Ping One for Individuals ist ein weiteres Tool für die Selbstbestimmung bei Nutzerdaten. Unternehmen sollen damit ihren Kunden die Kontrolle über die Speicherung und Weitergabe von verifizierten personenbezogenen Daten übertragen können. Mittels einer Digital Wallet, einer digitalen Brieftasche auf dem Mobilgerät, sollen auch hier persönliche Daten verifiziert, aktuell gespeichert und geteilt werden können, geschäftlich ebenso wie privat. Die Weitergabe von Lebensläufen, Zeugnissen, Gesundheitsakten oder anderen identitätsbezogenen Daten wird dabei unterstützt, so der Anbieter. Sensible Daten sollen sich zu keinem Zeitpunkt ausserhalb der Kontrolle ihres Eigentümers befinden, da sie ausschliesslich in dessen digitaler Wallet gespeichert sind. Diese wird durch die Blockchain (Distributed-Ledger-Technologie von Hedera) geschützt, sodass die Informationen weder verändert noch gelöscht werden können.
Praxisbeispiele
Schon jetzt können Unternehmen Self-Sovereign Identity für sich nutzen, erklärt das Unternehmen Bosch. Bosch Research ist Teil des vom Bundeswirtschaftsministerium initiierten Konsortiums IDunion. «Wir müssen ein digitales Identitätssystem schaffen, das ohne zentralistische Datenbanken auskommt und von vielen Teilnehmern gleichermassen betrieben wird», sagt Nik Scharmann, Project Director «Economy of Things» bei Bosch. Das Economy-of-Things-Team entwickelt im Rahmen des Netzwerks eine Software auf Basis der SSI-Technologie.

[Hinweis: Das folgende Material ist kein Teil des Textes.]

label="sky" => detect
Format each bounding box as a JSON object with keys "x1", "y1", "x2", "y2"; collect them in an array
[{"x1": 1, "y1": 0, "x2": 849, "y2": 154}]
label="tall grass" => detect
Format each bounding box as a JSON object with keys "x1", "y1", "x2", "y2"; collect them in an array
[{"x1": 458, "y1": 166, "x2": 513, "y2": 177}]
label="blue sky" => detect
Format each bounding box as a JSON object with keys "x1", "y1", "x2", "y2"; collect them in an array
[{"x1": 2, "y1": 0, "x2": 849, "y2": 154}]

Nik Scharmann erklärt das Prinzip des Systems so: «Im Mittelpunkt der Software steht die sogenannte Wallet, ein digitales Portemonnaie. Sie wird auf mobilen Endgeräten gespeichert, die Daten sind so jederzeit griffbereit.» Jeder Teilnehmende verfügt dann über solch eine Wallet, in der die jeweiligen Identitätsnachweise, Zertifikate oder andere überprüfbare Informationen zur Person gesammelt werden. Die Nutzerin oder der Nutzer kontrolliert damit jederzeit die aktuellen Identitätsdaten.
Der elektronische Identitätsnachweis wird in einem Pilotprojekt der Bundesregierung getestet. Hierfür wird der Check-in-Prozess im Hotel für Geschäftsreisende mit der Wallet dargestellt. Als eines von vier Unternehmen stellt Bosch den digitalen Mitarbeiterausweis bereit, mit dem Mitarbeitende sich als Geschäftsreisendende inklusive der zugehörigen Rechnungsadressen ausweisen können. Die teilnehmenden Hotels dienen als Verifier, die die Identität beim Check-in prüfen.
Die sichere Bürgerkommunikation mit Behörden ist ein weiterer Beispiel. Gemeinsam mit dem Forschungsinstitut Cyber Defense der Universität der Bundeswehr in München wurde eine SSI-Wallet in Form einer Smartphone-App entwickelt. Dadurch könnten Bürgerinnen und Bürger beliebige, auch von der Wirtschaft (Banken, Versicherungen, Carsharing und so weiter) zur Verfügung gestellte Identitäten beim E-Government einsetzen. Das würde eine sichere Kommunikation mit Behörden ermöglichen.